Сентиментальный роман - Вера Панова
Шрифт:
Интервал:
Закладка:
Чернота светлела, звезды меркли. Вошел в город — уже только одна звезда легко и алмазно висела на востоке над крышами окраинных хибарок, все было серого цвета и неподвижно. Акации стояли погруженные в сон. Трубы не дымили. Спал сидя сторож на лавочке возле маслобойного завода. Два-три прохожих, должно быть загулявшие, как и он, за весь путь повстречались Севастьянову. Он сделал крюк, свернул на Первую линию. Отсвечивали камни пустых крылец. Мимо подворья, где жила Зоя, прошел он, мимо ворот с низенькой калиткой. «Я тут, я снюсь тебе?..» Хотел войти во двор, но не решился: собаки забрешут по всей Первой линии. Рядом, у Зойки маленькой, жалюзи были опущены наглухо. Севастьянову вспомнилось, что в этот вторник, который только что минул, Зойкиному отцу, Василию Ивановичу, должны были делать операцию. «Ну, если спят, верно все благополучно», — подумал Севастьянов, проходя, — ему не хотелось думать о печальном.

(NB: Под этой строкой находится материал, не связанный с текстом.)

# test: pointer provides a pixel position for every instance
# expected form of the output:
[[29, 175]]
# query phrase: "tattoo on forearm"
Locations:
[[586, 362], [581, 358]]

Чуточку зарозовело небо и по деревьям пробегал шелест пробуждения, когда он добрался домой, предвкушая, как сладко сейчас уснет. Во дворе, как и всюду, — ни души, безмолвье. Грохот его шагов по наружной железной лестнице должен был, казалось, разбудить весь квартал. Он достиг последнего лестничного марша и увидел, что кто-то сидит на ступеньках пониже площадки, на которую выходила его дверь. Этот кто-то спал, закутавшись в серый платок и прислонясь к перилам, — Зоя! Зоя у его двери! Как мог тише — чтоб не испугать — поднялся он к ней. Лицо ее было закинуто к розовеющему небу; губы приоткрыты. Он осторожно сел рядом. Осторожно обнял. Она открыла непонимающие глаза и закрыла снова.
— Зоя! — прошептал он.
Она устроилась удобней у него на груди и сонно задышала.
— Проснись! Пойдем! — будил он шепотом и покачивал ее в руках. Проснись! Как же ты?.. Могла сорваться… убиться…
— Это ты! — сказала она, проснувшись. — Я к тебе пришла.
— А я был на Первой линии. Разговаривал с тобой, а ты тут!
— Ты был у нас? У моих?
— Да нет. Я прошел мимо. Знал бы я — вот балда! Ты давно тут?
— Не знаю. Наверно, не очень. Не знаю. Я ходила по улице…
— Какая ты умница, какая удивительная, что ты тут!
— Он выгнал меня. Он сказал, чтоб я… чтобы я девалась куда хочу.
Она залилась слезами в его руках.
Он смотрел на нее, покачивая. Все было как сон. Розовое небо и сквозная железная лестница, повисшая над пустым двором. И они двое на вершине лестницы.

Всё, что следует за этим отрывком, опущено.